The end of China’s one-child policy has grabbed all the headlines, but the Fifth Plenary Session of the 18th Central Committee of the Communist Party of China (to give its full designation) also outlined the direction of the world’s second largest economy over the next five years.
China’s 13th five-year plan running from 2016 – 2020 is the first one approved by Xi Jinping and was expected to focus on strengthening economic and market reforms first mooted in 2013.
Xi appointed himself head of a new “leading group on comprehensively deepening reforms” to overhaul China’s investment-led economy into one driven by services and consumption two years ago.
The communique issued yesterday provides only the basic frameworks of programs and policies with a more detailed plan only made public in March.

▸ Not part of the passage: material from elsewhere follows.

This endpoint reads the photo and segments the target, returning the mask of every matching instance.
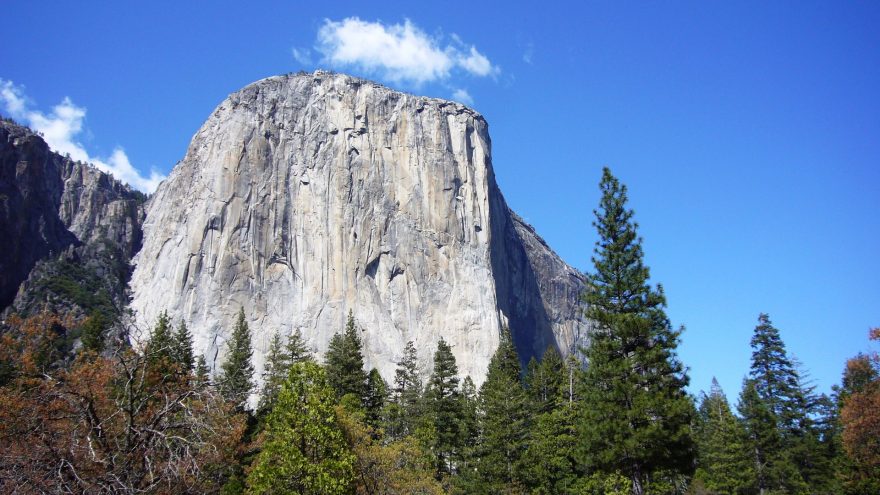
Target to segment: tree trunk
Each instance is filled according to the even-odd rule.
[[[630,477],[632,481],[632,495],[645,495],[645,485],[642,480],[642,470],[636,468],[632,476]]]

But already it gives some indication that Xi and company, unnerved by slowing economic growth, may be throttling some of those free-market reforms to put their money again on investment to re-energize the sagging economy.
Wording from 2013 that mentions the establishment of “a unified, open competitive and orderly market system” which would play a “decisive role in allocating resources” is gone from the latest communique.

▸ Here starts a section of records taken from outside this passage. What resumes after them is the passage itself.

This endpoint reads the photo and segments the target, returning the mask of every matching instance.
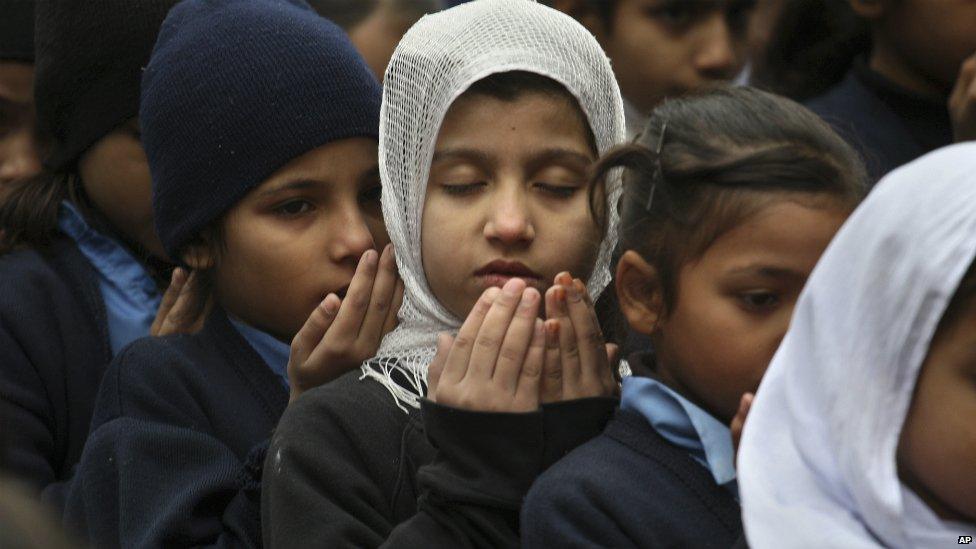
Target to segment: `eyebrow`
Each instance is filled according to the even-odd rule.
[[[322,184],[321,181],[315,181],[313,179],[295,179],[292,181],[286,181],[279,185],[275,185],[270,189],[261,191],[261,194],[259,194],[258,196],[262,196],[262,197],[271,196],[271,195],[283,193],[285,191],[300,191],[305,189],[311,189],[313,187],[318,187],[321,184]]]
[[[786,267],[775,267],[772,265],[746,265],[730,269],[725,273],[728,276],[761,276],[763,278],[803,280],[807,275]]]
[[[491,155],[488,155],[484,151],[478,149],[444,149],[434,153],[434,157],[431,159],[431,164],[436,162],[446,162],[450,160],[460,160],[471,162],[473,164],[478,164],[481,166],[491,166],[495,164],[495,160]],[[587,156],[579,151],[572,149],[553,147],[548,149],[543,149],[541,151],[533,152],[529,158],[527,164],[531,168],[530,171],[536,170],[543,166],[551,164],[578,164],[580,166],[589,166],[592,164],[594,159]]]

For the next five years government plans to “encourage better allocation of resources” and the country will “prioritize quality and efficient development,” but tellingly it’s no longer (only) up to market forces to accomplish this.
Continuing to “raise consumption’s contribution to growth” is still an important plank and there is also a promise that “government will intervene less in price formation,” a clear reference to its botched stock market meddling earlier this year.

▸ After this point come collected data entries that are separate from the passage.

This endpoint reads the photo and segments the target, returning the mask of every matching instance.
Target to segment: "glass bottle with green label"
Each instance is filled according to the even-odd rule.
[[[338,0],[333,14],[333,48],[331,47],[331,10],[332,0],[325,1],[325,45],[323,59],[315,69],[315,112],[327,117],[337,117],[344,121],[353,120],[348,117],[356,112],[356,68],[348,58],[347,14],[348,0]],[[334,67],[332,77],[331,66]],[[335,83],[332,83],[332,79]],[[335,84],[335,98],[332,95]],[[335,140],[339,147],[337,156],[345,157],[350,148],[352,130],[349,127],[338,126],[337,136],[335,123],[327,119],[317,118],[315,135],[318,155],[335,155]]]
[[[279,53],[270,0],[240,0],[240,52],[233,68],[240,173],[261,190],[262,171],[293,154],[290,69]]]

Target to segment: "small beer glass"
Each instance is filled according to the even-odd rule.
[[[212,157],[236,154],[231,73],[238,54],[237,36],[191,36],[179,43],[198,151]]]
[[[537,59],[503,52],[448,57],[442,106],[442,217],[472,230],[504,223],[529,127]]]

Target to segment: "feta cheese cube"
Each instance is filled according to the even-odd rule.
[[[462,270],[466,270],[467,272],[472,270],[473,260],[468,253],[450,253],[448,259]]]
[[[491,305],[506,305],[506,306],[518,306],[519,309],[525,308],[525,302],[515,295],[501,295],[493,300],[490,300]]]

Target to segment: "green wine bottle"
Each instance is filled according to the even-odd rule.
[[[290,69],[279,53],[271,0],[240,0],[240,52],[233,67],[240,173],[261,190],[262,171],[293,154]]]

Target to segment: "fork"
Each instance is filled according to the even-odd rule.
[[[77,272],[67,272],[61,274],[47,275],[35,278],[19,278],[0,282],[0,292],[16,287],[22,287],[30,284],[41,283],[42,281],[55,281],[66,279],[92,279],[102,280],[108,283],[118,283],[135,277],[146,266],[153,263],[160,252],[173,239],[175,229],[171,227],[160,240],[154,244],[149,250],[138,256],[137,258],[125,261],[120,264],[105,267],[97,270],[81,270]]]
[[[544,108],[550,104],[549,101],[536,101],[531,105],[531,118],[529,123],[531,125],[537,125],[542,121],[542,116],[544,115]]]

But Beijing’s decision let urbanization happen at a faster pace and to stick to its target of “medium-high economic growth“and to double-down on a long-stated commitment to “double 2010 GDP by 2020” is the real kicker.
That 2020 GDP goal would require annual growth rates of 6.5% to go from a nominal $10 trillion last year to over $12 trillion in 2020. That’s the equivalent of adding an economy the size of Switzerland’s every year.
With the changes in messaging from 2013 the party leaders seem to suggest that such a Herculean task cannot be left to the market or services or consumption.
When growth inevitably begins to flag the Chinese government would likely respond like they always do: incentivize local governments to undertake large projects, mobilize state-owned enterprises for infrastructure investment and inject cash into the economy.
From already elevated levels in 2008, China’s consumption of metals have only grown. What this chart will look like in 2020 is an open question and no-one is predicting another China-induced supercycle. But today’s doom and gloom about China’s supposed loss of appetite for commodities is certainly overblown too.